US-Studie zur legalen Abgabe von Cannabisblüten an Patienten vorgestellt
Publiziert am: 27.03.14 - Medienformen: Medienform Text

Wer Cannabis kennt weiß: Es senkt das Aggressionspotential beiden meisten Usern


Die Abgabe von medizinischem Cannabisblüten hat keinerlei negativen Auswirkungen auf die Kriminalitätesrate. Zu diesem Schluss kommen Forscher der Universität Dallas/Texas, die im Rahmen ihrer Studie FBI-Daten von 1990-2006 ausgewertet haben.
In diesem Zeitraum wurde Cannabis in Alaska, Kalifornien, Colorado, Hawaii, Maine, Montana, Nevada, Oregon, Rhode Island, Vermont und Washington als Medizin zugelassen. Die Kriminalitätsrate für Verbrechen wie Vergewaltigung, Mord, Raub, Einbruch, Diebstahl und Autoaufbrüche ist in den Staaten mit einen medizinischen Cannabis-Programm nicht angestiegen.
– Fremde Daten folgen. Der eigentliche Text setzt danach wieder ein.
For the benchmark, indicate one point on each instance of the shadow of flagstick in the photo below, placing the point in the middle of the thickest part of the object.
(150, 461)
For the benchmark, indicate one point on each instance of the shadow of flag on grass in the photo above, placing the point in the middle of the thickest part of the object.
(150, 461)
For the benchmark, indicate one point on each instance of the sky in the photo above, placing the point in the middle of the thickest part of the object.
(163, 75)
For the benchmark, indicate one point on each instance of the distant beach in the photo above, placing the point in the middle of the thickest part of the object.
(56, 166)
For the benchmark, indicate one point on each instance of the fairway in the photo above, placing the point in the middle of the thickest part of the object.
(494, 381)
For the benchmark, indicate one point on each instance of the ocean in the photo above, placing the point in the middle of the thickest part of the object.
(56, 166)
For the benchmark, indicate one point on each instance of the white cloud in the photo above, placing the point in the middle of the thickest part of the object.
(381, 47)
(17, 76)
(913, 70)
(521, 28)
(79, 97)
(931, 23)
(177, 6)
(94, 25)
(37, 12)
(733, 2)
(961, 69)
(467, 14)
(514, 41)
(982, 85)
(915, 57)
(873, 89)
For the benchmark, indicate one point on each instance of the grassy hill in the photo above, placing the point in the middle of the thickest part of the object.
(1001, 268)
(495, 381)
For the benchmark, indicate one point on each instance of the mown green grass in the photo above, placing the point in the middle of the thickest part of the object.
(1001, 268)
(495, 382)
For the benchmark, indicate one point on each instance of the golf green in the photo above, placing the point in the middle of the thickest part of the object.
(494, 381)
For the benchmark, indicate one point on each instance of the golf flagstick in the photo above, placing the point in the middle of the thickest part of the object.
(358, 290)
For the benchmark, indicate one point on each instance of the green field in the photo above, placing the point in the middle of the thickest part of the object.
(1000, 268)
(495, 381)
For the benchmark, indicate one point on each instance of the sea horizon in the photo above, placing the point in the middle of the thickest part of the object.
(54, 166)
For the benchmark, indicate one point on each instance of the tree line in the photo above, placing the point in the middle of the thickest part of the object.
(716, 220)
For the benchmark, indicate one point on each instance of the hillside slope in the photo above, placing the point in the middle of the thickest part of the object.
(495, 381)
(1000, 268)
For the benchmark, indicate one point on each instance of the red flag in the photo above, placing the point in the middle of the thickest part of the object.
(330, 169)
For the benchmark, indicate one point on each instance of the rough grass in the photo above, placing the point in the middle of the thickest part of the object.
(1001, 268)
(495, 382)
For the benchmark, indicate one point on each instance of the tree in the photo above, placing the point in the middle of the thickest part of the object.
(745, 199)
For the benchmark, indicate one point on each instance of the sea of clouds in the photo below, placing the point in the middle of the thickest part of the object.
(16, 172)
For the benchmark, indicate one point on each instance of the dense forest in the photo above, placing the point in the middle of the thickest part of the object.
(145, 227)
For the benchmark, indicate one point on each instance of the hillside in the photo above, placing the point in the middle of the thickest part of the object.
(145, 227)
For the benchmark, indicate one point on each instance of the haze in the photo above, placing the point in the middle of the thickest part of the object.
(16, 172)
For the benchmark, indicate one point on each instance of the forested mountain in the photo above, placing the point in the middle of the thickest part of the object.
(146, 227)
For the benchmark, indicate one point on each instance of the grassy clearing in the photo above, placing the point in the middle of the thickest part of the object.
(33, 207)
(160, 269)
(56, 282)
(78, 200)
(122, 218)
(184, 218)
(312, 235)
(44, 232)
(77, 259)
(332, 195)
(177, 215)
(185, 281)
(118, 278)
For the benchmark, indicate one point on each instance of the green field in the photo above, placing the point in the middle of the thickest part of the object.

"Die Anzahl von Morden, Raubüberfällen und tätlichen Übergriffen scheint in Staaten mit medizinischem Cannabisgestz niedriger als in anderen zu sein, besonders im Zeitraum von 1998-2006", heißt es in der Studie.
"Wir aber sollten aber vorsichtig sein zu behaupten, dass Cannabiskonsum die Mordrate senke. Das ist nicht unsere Intention", äußerte Robert Morris, Verfasser der Studie, in einer Pressemitteilung seines Instituts.